3. Concernant les souches circulantes du virus de la PPA et leur distribution, une étude a été menée sur une période de sept années (2005 à 2012). Un séquençage basé sur trois gènes choisis comme marqueurs (B646L, K183L, B602L CVR) a permis de mettre en évidence, dans la zone d’étude, la circulation de trois génotypes p72 (I, XI, et XIV) et 19 variants. La co-circulation de différents génotypes en un même endroit (même foyer) a
également été révélée. Ceci avait déjà été démontré auparavant (Carrnina G. et al., 2010 ; Bastos, 2004). En outre, deux autres observations originales ont pu être faites, à savoir: la co-infection d’un même porc par deux variants du virus de la PPA, au cours d’un même foyer et dans une même ferme ainsi que la présence de répétions en tandems de tétramères d’acides aminés chez des isolats appartenant à différents génotypes. Ce dernier constat fait après analyse des séquences du « locus hypervariable » du génome viral (B602L-CVR) incrimine soit une homoplasie, soit une possible recombinaison génétique de plusieurs souches circulantes dans un foyer; hypothèse déjà posée dans d’autres études antérieures in vivo (Smith, 1976).
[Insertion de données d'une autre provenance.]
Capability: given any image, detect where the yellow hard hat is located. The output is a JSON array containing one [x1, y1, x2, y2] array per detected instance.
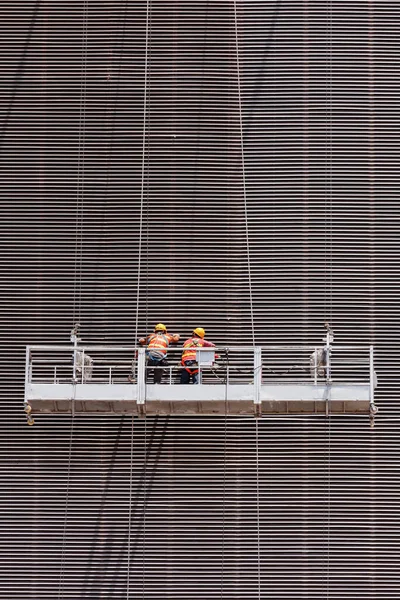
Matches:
[[193, 327, 205, 339], [155, 323, 167, 332]]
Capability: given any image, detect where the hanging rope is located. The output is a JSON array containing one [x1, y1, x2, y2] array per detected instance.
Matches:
[[134, 0, 151, 345], [127, 1, 151, 597], [126, 413, 134, 600], [324, 0, 333, 329], [221, 350, 229, 597], [233, 0, 255, 348], [142, 416, 148, 600], [255, 417, 261, 600], [72, 0, 89, 326], [57, 397, 75, 600], [325, 2, 333, 597], [58, 4, 89, 596], [233, 4, 261, 598]]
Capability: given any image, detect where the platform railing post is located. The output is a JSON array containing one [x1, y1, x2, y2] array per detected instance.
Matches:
[[369, 345, 375, 409], [324, 326, 333, 384], [24, 346, 31, 408], [323, 330, 333, 416], [137, 348, 146, 409], [81, 349, 85, 384], [314, 347, 318, 385], [325, 344, 332, 383], [369, 345, 378, 427], [369, 346, 375, 404], [254, 347, 262, 417], [72, 335, 78, 382]]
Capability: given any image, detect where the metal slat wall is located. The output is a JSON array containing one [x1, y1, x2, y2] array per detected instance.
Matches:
[[1, 1, 399, 598]]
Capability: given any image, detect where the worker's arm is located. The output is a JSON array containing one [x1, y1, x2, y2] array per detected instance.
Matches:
[[168, 333, 180, 344], [203, 339, 219, 359], [138, 335, 148, 345], [202, 339, 215, 348]]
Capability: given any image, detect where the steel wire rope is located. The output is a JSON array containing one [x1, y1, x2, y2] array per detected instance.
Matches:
[[72, 0, 89, 326], [127, 1, 151, 598], [134, 0, 151, 346], [233, 3, 260, 598], [221, 349, 229, 598], [58, 4, 89, 597], [325, 2, 333, 597], [255, 416, 261, 599], [142, 414, 148, 600], [233, 0, 255, 348], [57, 395, 76, 600]]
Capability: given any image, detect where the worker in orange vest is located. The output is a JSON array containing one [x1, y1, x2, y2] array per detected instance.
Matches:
[[139, 323, 180, 383], [180, 327, 216, 384]]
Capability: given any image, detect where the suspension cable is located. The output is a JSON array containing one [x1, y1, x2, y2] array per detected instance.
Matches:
[[142, 416, 148, 600], [127, 1, 151, 597], [233, 4, 260, 597], [59, 4, 88, 597], [324, 0, 333, 329], [221, 349, 229, 598], [126, 413, 134, 600], [325, 2, 333, 597], [57, 397, 76, 600], [134, 0, 151, 344], [233, 5, 260, 597], [72, 0, 89, 326], [233, 0, 255, 348], [255, 417, 261, 600]]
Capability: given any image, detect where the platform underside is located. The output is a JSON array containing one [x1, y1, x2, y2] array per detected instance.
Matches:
[[26, 383, 371, 415]]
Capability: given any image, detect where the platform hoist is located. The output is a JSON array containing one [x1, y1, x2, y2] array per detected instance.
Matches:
[[24, 324, 378, 426]]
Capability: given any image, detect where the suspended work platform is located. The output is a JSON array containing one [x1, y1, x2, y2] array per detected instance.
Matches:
[[24, 343, 377, 419]]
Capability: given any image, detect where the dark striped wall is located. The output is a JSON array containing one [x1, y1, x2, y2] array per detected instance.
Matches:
[[2, 1, 399, 598]]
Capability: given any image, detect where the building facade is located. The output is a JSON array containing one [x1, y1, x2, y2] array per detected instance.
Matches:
[[2, 2, 399, 598]]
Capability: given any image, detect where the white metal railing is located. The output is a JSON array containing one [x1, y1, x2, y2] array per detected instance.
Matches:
[[24, 343, 378, 423], [25, 344, 375, 395]]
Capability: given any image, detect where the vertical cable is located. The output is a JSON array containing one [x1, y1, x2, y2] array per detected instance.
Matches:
[[57, 402, 75, 600], [60, 3, 88, 596], [325, 2, 333, 599], [255, 417, 261, 600], [142, 416, 147, 600], [326, 417, 331, 600], [128, 3, 151, 597], [368, 4, 377, 592], [221, 352, 229, 598], [233, 0, 255, 347], [328, 0, 333, 328], [368, 0, 376, 344], [233, 6, 260, 596], [122, 1, 136, 594], [126, 415, 134, 600], [134, 0, 151, 344], [72, 0, 89, 325]]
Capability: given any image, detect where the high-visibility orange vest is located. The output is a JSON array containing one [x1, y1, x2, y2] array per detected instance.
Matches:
[[181, 337, 205, 365], [147, 333, 170, 356]]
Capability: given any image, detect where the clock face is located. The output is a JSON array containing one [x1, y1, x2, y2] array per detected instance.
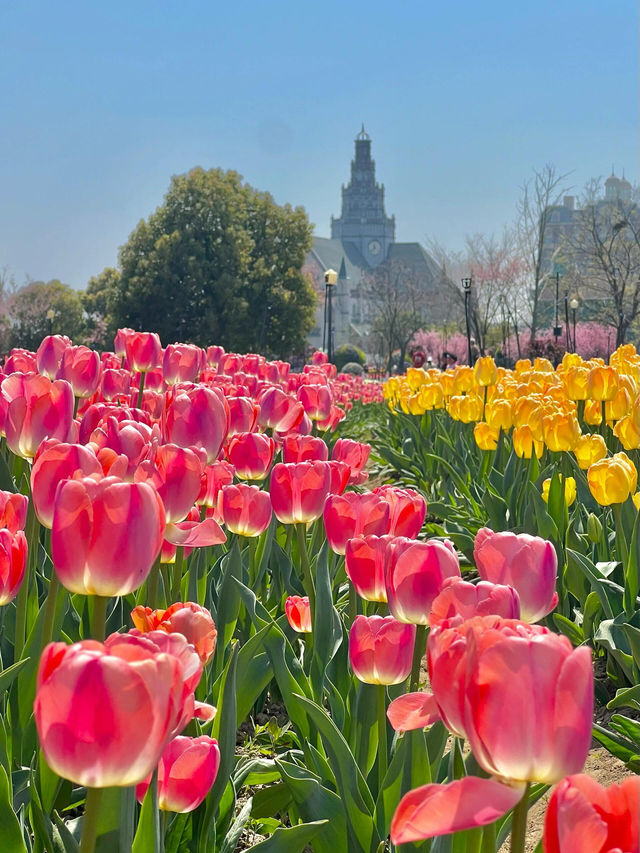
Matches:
[[368, 240, 381, 255]]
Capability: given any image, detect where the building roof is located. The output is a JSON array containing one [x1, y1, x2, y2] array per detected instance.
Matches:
[[387, 242, 442, 282], [310, 237, 370, 281]]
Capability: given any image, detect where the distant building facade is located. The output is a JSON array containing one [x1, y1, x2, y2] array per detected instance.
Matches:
[[304, 127, 447, 355]]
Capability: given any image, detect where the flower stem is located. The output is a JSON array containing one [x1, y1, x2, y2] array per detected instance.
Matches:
[[295, 523, 315, 620], [137, 372, 146, 409], [147, 555, 162, 608], [410, 624, 428, 692], [41, 570, 61, 650], [377, 684, 388, 795], [80, 787, 104, 853], [171, 546, 184, 603], [92, 596, 108, 641], [510, 783, 531, 853]]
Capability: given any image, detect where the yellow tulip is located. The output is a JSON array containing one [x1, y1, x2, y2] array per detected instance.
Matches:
[[587, 452, 638, 505], [453, 366, 476, 394], [514, 359, 532, 374], [438, 372, 456, 398], [473, 356, 498, 387], [512, 425, 544, 459], [418, 384, 444, 411], [486, 399, 513, 431], [458, 394, 484, 424], [406, 367, 428, 392], [533, 357, 555, 373], [583, 399, 603, 426], [542, 475, 577, 507], [605, 388, 631, 422], [587, 365, 619, 401], [613, 411, 640, 451], [474, 422, 500, 450], [542, 411, 581, 452], [564, 366, 590, 401], [633, 492, 640, 511], [561, 352, 583, 369], [573, 434, 608, 469]]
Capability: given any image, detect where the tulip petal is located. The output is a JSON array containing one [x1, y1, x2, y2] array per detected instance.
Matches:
[[193, 701, 217, 722], [165, 519, 226, 547], [391, 777, 526, 844], [387, 692, 441, 732]]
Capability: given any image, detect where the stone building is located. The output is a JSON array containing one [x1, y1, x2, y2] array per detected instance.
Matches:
[[304, 127, 446, 355]]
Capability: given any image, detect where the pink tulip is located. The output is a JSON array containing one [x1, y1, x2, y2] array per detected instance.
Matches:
[[282, 435, 329, 464], [4, 348, 37, 373], [113, 328, 134, 358], [544, 774, 639, 853], [217, 484, 272, 537], [0, 490, 28, 534], [331, 438, 371, 485], [197, 460, 235, 509], [257, 387, 304, 432], [390, 618, 593, 844], [385, 538, 460, 624], [56, 345, 101, 398], [101, 368, 131, 401], [134, 443, 203, 524], [270, 461, 332, 525], [227, 432, 275, 480], [2, 373, 74, 458], [162, 344, 204, 385], [345, 535, 395, 602], [297, 384, 332, 421], [474, 527, 558, 622], [36, 335, 72, 378], [285, 595, 312, 633], [349, 615, 415, 685], [136, 736, 220, 812], [429, 577, 520, 627], [30, 440, 102, 528], [34, 636, 187, 787], [227, 396, 260, 435], [164, 386, 229, 464], [316, 404, 346, 432], [90, 416, 157, 479], [327, 460, 351, 495], [131, 602, 217, 665], [323, 491, 390, 555], [374, 485, 427, 539], [51, 475, 165, 596], [0, 529, 28, 605], [124, 331, 162, 373]]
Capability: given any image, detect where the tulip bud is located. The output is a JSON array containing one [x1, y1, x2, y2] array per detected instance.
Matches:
[[349, 615, 415, 685], [285, 596, 312, 633], [587, 512, 604, 544]]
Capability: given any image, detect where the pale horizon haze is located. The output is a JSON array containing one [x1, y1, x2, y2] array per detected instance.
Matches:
[[0, 0, 637, 289]]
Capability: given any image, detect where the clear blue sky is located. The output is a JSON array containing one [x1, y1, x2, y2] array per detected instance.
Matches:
[[0, 0, 637, 289]]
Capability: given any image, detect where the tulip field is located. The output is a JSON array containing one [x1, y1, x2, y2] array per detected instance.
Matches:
[[0, 332, 638, 853]]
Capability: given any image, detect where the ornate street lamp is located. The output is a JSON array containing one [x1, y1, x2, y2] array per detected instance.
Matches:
[[324, 268, 338, 363], [461, 278, 472, 365]]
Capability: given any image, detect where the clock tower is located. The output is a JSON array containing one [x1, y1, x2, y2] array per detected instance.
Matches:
[[330, 126, 395, 267]]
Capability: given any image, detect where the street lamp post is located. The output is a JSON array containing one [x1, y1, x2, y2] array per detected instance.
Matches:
[[461, 277, 472, 365], [564, 289, 570, 351], [324, 268, 338, 363], [553, 271, 562, 347], [569, 297, 579, 353]]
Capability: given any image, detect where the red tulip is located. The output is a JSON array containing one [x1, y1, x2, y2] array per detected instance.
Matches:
[[162, 344, 204, 385], [323, 491, 390, 555], [474, 527, 558, 622], [217, 484, 272, 537], [131, 602, 217, 664], [2, 373, 74, 458], [297, 384, 332, 421], [374, 485, 427, 539], [134, 443, 203, 524], [0, 490, 28, 534], [257, 387, 304, 432], [164, 386, 229, 464], [136, 736, 220, 812], [385, 538, 460, 624], [282, 435, 329, 464], [36, 335, 72, 378], [270, 461, 331, 525], [429, 577, 520, 628], [197, 460, 235, 508], [56, 345, 101, 398], [124, 331, 162, 373], [285, 595, 312, 633], [34, 636, 187, 787], [349, 615, 415, 685], [227, 432, 275, 480], [0, 529, 28, 605], [327, 460, 351, 495], [227, 396, 260, 435], [544, 774, 639, 853], [331, 438, 371, 485], [345, 535, 395, 602], [51, 476, 165, 596]]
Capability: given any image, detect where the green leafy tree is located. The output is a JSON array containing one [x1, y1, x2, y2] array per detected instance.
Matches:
[[110, 168, 316, 355], [9, 280, 85, 350], [82, 267, 121, 350]]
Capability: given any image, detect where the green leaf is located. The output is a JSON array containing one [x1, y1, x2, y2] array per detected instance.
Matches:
[[609, 713, 640, 744], [607, 684, 640, 711], [0, 764, 27, 852], [218, 795, 252, 853], [566, 549, 618, 619], [310, 542, 343, 697], [131, 776, 161, 853], [592, 723, 639, 771], [552, 613, 583, 646], [212, 540, 243, 668], [251, 782, 292, 819], [275, 760, 347, 853], [0, 658, 29, 694], [624, 510, 640, 616], [248, 820, 328, 852]]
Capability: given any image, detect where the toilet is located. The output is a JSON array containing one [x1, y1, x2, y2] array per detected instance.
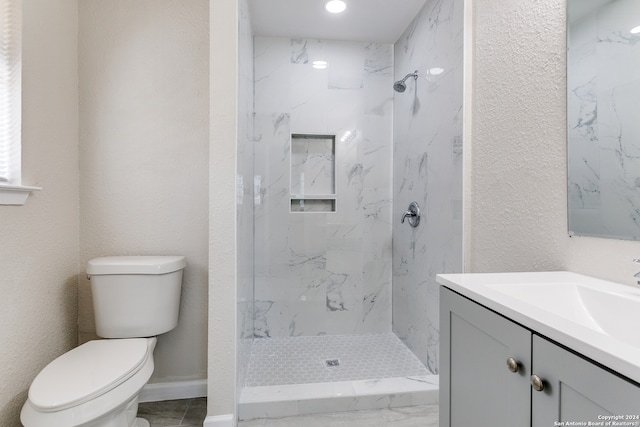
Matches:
[[21, 255, 187, 427]]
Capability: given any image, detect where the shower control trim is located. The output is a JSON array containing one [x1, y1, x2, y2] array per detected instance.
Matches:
[[401, 201, 421, 227]]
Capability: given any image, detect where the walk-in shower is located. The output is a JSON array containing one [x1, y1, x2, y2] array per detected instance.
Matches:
[[394, 70, 419, 92], [236, 0, 464, 421]]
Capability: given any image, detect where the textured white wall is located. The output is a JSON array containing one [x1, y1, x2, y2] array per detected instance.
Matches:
[[468, 0, 640, 284], [209, 0, 237, 419], [78, 0, 209, 384], [468, 0, 568, 272], [0, 0, 79, 425]]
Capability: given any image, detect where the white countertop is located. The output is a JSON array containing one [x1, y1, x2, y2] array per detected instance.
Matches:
[[437, 271, 640, 384]]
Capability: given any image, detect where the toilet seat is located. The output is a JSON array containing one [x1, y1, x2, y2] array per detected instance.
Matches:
[[29, 338, 151, 412]]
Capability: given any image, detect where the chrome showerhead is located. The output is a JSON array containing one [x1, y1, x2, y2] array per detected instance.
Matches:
[[393, 81, 407, 92], [393, 70, 419, 93]]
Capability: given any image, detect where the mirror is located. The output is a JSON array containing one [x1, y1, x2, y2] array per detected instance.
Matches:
[[567, 0, 640, 240]]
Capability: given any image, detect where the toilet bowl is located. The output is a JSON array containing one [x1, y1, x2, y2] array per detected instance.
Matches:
[[21, 256, 186, 427]]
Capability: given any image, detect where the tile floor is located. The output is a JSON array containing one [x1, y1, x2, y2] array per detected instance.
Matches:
[[138, 398, 207, 427], [238, 404, 440, 426], [138, 398, 439, 427]]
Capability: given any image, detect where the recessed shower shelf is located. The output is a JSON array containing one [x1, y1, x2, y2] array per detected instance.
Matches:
[[290, 133, 337, 213], [290, 198, 336, 213], [290, 194, 336, 200]]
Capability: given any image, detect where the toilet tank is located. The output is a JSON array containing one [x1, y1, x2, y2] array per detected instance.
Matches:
[[86, 256, 187, 338]]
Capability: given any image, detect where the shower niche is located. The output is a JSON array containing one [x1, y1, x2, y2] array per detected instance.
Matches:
[[290, 133, 336, 213]]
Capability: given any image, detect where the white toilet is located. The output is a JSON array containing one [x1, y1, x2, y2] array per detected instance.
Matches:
[[21, 255, 187, 427]]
Cette étude a dans le même temps aussi démontré que le génotype 1 était de loin le plus dominant dans la zone d’étude, avec 40 séquences sur 62 (64,5 %), suivi du génotype IX avec 20 séquences sur 62 (32,3%) et enfin le génotype XIV avec 2 séquences sur 62 (3,2%).

4. Concernant les perspectives de protection des porcs natifs de l’Afrique contre la PPA, un candidat vaccin basé sur une souche naturellement atténuée, OURT88/3, isolée sur une tique Ornithodoros au Portugal a été testé. Ce vaccin a été inoculé à 8 porcs natifs de l’Afrique. Les sujets inoculées ont ensuite été challengés deux fois à 21 jours d’intervalle avec deux souches virulentes, OURT8811 et DRC85110 108 provenant respectivement du Portugal et de la RDC. A la fin de cette expérimentation, 50% des porcs soit 4 sur 8 ont été protégés, un porc était mort d’une autre cause et, 3 porcs ont été tués par les souches du virus utilisées pour le challenge. Six porcs sur six, soit 100% et, six sur sept, soit 86%,
utilisés respectivement comme animaux témoins dans les challenges 1et 2 sont morts (Mulumba-Mfumu et al., 2015). Les sujets protégés ont présenté des titres élevés en anticorps dirigés contre le virus de la PPA (test ELISA) et étaient négatifs au test de PCR quantitative (qPCR). Les porcs protégés ont été euthanasiés selon les normes éthiques au 21ième jour après le deuxième challenge, soit au 63 ième jour de l’expérimentation. Ces
résultats indiquent que l’espoir de trouver un vaccin efficace contre le virus de la PPA pourrait venir de souches naturellement atténuées (Sanchez-Vizcaino, 2012).